Genau wie beim Pilze Sammeln gilt auch bei den essbaren Pflanzen: nehmen Sie nur jene Gewächse, die sie auch tatsächlich mit 100 %-iger Sicherheit bestimmen können. Bei kleinsten Unsicherheiten sollten die Pflanzen dort stehengelassen werden, wo sie wachsen. Die Gefahr, dass es sich um giftige oder zumindest für Menschen nicht gut bekömmliche Pflanzen handelt, ist sehr groß. Wer sich unsicher ist, nimmt notfalls ein Bestimmungsbuch mit, mit dessen Hilfe eine Zuordnung der Pflanzen leichter fällt.

Solch ein Buch kann auch in einem anderen Fall hilfreich sein: einige Pflanzen sind zwar essbar, stehen aber unter Naturschutz.

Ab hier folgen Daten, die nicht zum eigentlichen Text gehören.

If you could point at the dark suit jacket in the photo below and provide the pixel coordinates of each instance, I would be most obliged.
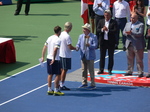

Dies bedeutet, dass sie nicht gepflückt werden dürfen, um ihre Art erhalten zu können.

Des Weiteren sollten immer nur so viele Pflanzen beziehungsweise deren Teile geerntet werden, wie man auch tatsächlich benötigt. Leider kommt es immer mal vor, dass beim Sammeln essbarer Pflanzen die Gier überwiegt und man wesentlich mehr mitnimmt, als dann wirklich gebraucht wird. Dies ist in doppelter Hinsicht schade. Zum einen nimmt man Mitmenschen die Chance, ebenfalls die wertvollen Pflanzen ernten zu können. Zum anderen – und das ist noch schlimmer – wird durch unkontrolliertes Abernten dafür gesorgt, dass sich der Bestand an Wildpflanzen immer mehr dezimiert. Womit wir auch schon beim nächsten Punkt angelangt wären: wenn nur oberirdische Pflanzenteile benötigt werden, was ja meistens der Fall ist, werden auch nur diese mitgenommen. Niemals, wirklich niemals darf die Pflanze einfach herausgerissen werden, um später ihr Wurzelwerk zu entsorgen. Essbare Pflanzen, die in der Natur wachsen, sind ein Geschenk, welches man zwar annehmen darf, jedoch ohne einen Schaden im Ökosystem zu verursachen. Dies haben die Aborigines bereist vor Ewigkeiten erkannt: ernten sie eine Pflanze, so legen sie vor dem Verzehr ein Stück davon zurück in die Erde, damit sich daraus wieder ein neues Gewächs entwickeln kann. Dies muss man sich im Hausgarten nicht zum Vorbild nehmen; in freier Natur jedoch sollte man vorausschauend denken und handeln. Dies beinhaltet auch eine artgerechte Ernte: keine Pflanzenteile abreißen, sondern mit einem sauberen Schnittwerkzeug abtrennen.

Wenn die gesammelten Pflanzen Zuhause angekommen sind, werden sie unter warmem Wasser abgebraust. Erst dann sollten sie weiterverarbeitet werden.

Naturschutzgebiete beachten!

In Naturschutzgebieten ist Sammeln verboten
In Naturschutzgebieten ist Sammeln verboten

Grundsätzlich dürfen in Naturschutzgebieten keine Pflanzen gepflückt werden, auch keine essbaren. Wer sich auf die Suche begibt, sollte sich demzufolge vorher darüber informieren, auf welches Terrain er sich begibt. Denn nicht nur in besagten Schutzgebieten, sondern auch von Privatgrundstücken sowie in öffentlichen Parks dürfen keine Gewächse mitgenommen oder geerntet werden.